Не бойся друзей. Том 1. Викторианские забавы «Хантер-клуба» - страница 23



Но находясь рядом с Сильвией, Олег ощущал странное чувство – он как бы остерегался этой женщины, при самом искреннем восхищении ею же. Вчера, не считаясь ни с какими «приличиями», овладел ею (правда – «при полном непротивлении сторон», как выражался монтёр Мечников[25]) и не почувствовал, что тем самым приобрел над ней хоть долю власти или превосходства.

– Кое в чём ты, разумеется, прав, особа она очень непростая. Из таких хорошие любовницы не получаются. Составишь компанию?

– Пожалуй, – взял чарку Чекменёв. – В самолёте не употребил, хотя и зверски хотелось. Турбуленция, туды её мать. Крылья так и помахивали, будто прикидывали, куда отломаться – вверх или вниз. Не поверишь, мне пришлось стюарда в салоне успокаивать, а не ему меня…

– Чего тут не поверить. Слаба нынче духом молодёжь пошла. Но мы это скоро исправим, – подмигнул соратнику Олег. – На полста лет вперед обеспечим полигон для разминки зажиревших мышц и заплывающих мозгов…

«Что-то не по-хорошему он весел сегодня, – подумал Чекменёв. – Не иначе чем-то эта дамочка его приворожила. Пусть и жена Берестина. Да не пусть, а именно поэтому! Я от него ждал прямых действий, а он свою бабу к Олегу подпустил. Ну ладно, сейчас пойдём, послушаем, глядишь, разберёмся, что к чему…»

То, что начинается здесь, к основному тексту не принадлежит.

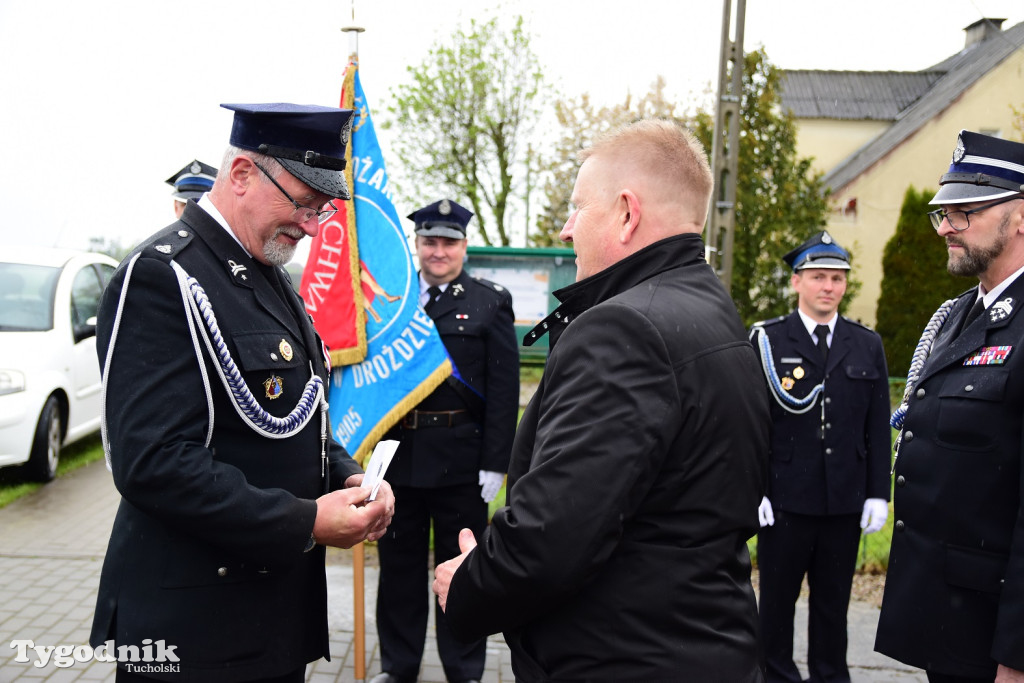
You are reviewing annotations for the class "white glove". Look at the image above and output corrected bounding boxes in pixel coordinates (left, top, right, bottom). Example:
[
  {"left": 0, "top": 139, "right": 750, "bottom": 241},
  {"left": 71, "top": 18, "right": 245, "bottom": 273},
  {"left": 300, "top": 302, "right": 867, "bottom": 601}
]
[
  {"left": 480, "top": 470, "right": 505, "bottom": 503},
  {"left": 758, "top": 496, "right": 775, "bottom": 526},
  {"left": 860, "top": 498, "right": 889, "bottom": 533}
]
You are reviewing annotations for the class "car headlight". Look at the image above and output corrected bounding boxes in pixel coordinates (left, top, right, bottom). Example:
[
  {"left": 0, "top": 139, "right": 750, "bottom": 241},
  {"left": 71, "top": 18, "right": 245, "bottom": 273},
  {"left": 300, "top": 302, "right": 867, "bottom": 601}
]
[{"left": 0, "top": 370, "right": 25, "bottom": 396}]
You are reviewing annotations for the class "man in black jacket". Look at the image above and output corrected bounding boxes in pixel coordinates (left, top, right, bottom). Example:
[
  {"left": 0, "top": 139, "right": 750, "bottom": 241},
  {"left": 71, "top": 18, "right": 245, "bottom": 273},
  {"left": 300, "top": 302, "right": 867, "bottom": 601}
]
[
  {"left": 751, "top": 231, "right": 890, "bottom": 683},
  {"left": 874, "top": 130, "right": 1024, "bottom": 683},
  {"left": 372, "top": 199, "right": 519, "bottom": 683},
  {"left": 434, "top": 121, "right": 769, "bottom": 682},
  {"left": 89, "top": 104, "right": 394, "bottom": 683}
]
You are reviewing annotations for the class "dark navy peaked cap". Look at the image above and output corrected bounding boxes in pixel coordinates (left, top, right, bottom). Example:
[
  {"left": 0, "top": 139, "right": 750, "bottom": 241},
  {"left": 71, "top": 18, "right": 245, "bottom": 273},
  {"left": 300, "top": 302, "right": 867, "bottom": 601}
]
[
  {"left": 782, "top": 230, "right": 850, "bottom": 271},
  {"left": 221, "top": 102, "right": 352, "bottom": 200},
  {"left": 929, "top": 130, "right": 1024, "bottom": 204},
  {"left": 165, "top": 159, "right": 217, "bottom": 202},
  {"left": 407, "top": 200, "right": 473, "bottom": 240}
]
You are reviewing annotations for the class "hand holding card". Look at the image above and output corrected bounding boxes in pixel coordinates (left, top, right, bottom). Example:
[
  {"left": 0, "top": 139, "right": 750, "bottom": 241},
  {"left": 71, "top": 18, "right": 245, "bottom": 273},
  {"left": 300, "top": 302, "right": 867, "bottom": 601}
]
[{"left": 361, "top": 440, "right": 398, "bottom": 501}]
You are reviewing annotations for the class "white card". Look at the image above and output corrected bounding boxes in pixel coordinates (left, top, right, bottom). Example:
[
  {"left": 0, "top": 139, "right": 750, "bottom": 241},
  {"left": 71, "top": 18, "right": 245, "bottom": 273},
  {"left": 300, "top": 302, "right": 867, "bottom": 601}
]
[{"left": 362, "top": 440, "right": 398, "bottom": 501}]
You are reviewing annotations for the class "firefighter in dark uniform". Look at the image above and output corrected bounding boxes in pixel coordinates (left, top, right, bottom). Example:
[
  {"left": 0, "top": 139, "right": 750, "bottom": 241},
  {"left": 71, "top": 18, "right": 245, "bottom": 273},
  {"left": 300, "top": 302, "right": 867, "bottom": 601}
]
[
  {"left": 89, "top": 103, "right": 394, "bottom": 683},
  {"left": 874, "top": 130, "right": 1024, "bottom": 683},
  {"left": 164, "top": 159, "right": 217, "bottom": 218},
  {"left": 751, "top": 231, "right": 891, "bottom": 683},
  {"left": 373, "top": 200, "right": 519, "bottom": 683}
]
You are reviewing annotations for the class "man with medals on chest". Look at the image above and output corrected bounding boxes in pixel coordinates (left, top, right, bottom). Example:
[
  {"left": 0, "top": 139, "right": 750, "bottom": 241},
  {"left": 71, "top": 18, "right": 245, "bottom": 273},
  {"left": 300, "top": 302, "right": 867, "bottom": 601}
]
[
  {"left": 874, "top": 130, "right": 1024, "bottom": 683},
  {"left": 372, "top": 199, "right": 519, "bottom": 683},
  {"left": 751, "top": 231, "right": 890, "bottom": 683},
  {"left": 90, "top": 104, "right": 394, "bottom": 683}
]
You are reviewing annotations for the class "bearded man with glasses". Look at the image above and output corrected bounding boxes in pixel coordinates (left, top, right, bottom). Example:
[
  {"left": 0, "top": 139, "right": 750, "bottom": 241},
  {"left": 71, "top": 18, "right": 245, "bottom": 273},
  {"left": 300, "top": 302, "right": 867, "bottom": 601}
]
[
  {"left": 874, "top": 130, "right": 1024, "bottom": 683},
  {"left": 90, "top": 103, "right": 394, "bottom": 683}
]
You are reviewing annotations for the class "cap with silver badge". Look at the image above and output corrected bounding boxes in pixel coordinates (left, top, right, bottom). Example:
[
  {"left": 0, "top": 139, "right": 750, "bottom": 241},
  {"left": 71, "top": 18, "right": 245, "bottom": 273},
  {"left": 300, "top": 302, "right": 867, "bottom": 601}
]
[
  {"left": 782, "top": 230, "right": 850, "bottom": 272},
  {"left": 407, "top": 200, "right": 473, "bottom": 240},
  {"left": 221, "top": 102, "right": 353, "bottom": 200},
  {"left": 165, "top": 159, "right": 217, "bottom": 202},
  {"left": 929, "top": 130, "right": 1024, "bottom": 204}
]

Он заранее настроился на жёсткую конфронтацию с «гостьей». В голове крутились слова известной песни: «Нас на бабу променял!» А что у Императора с этой бабой точно вчера или даже сегодня «было», Игорь Викторович уже не сомневался.

«Ещё и в императрицы её возжелает короновать, – мелькнула мысль. – Как Пётр – шалаву Скавронскую…»

Тут, конечно, умный генерал был не прав, сравнивая «урождённую леди Спенсер», едва ли не герцогиню по боковой линии, с дочкой литовского крестьянина. Но, во-первых, о её происхождении Чекменёв ничего не знал, а во-вторых, с профессиональной проницательностью уловил главное сходство – Марта, она же потом Екатерина Первая, обладала изумительной интуицией и в любых ситуациях подчиняла необузданного, резкого и грубого Петра своей ненавязчивой воле. Только ей удавалось спасать от опалы и даже казни провинившихся сановников.

При появлении такой императрицы Чекменёву наверняка пришлось бы удовольствоваться никчёмной синекурой или почётной отставкой. Или, не дай бог, «Наместником в «боковом времени». Уж не у израильских ли некробионтов?

Генерала аж передёрнуло.

– Ты б меня просветил по дружбе, – попросил Чекменёв, синхронно опрокинув чернёную серебряную чарку, – ввёл в курс дела. Всерьёз. Кто эта прелестница на самом деле, какой у тебя к ней интерес, как мне с ней держаться, на твой взгляд? В чём заключается настоящая польза для России и для нас с тобой, если Рубикон таки будет перейдён? Вот это мне разъясни, пожалуйста.

Никто больше в Империи в таком тоне и в таком плане с Самодержцами последние пятьсот лет разговаривать не осмеливался. И не от страха перед репрессиями (после Павла I какие-либо репрессии в принятом ныне смысле у русских императоров против лиц первых трёх классов как-то вышли из моды[26]), а именно, что не приходило в голову так разговаривать. Если бы пришло, причём без подсказки и заранее гарантированного всепрощения, история России наверняка развивалась бы по другому, новгородскому, например, сценарию.

А вот Игорь Чекменёв, в совсем ещё юном, с точки зрения опытных лиц, окружавших будущего Местоблюстителя, возрасте и незначительных трёх звёздочках на погоне, нашёл подходящий момент и уловил настроение подполковника Романова. Сидя у полевого костра, в обстановке, перекликающейся со стихами поэта-партизана Первой Отечественной войны, а потом и генерала Дениса Давыдова: «Деды, помню вас и я, испивающих ковшами. И сидящих вкруг огня с красно-сизыми носами».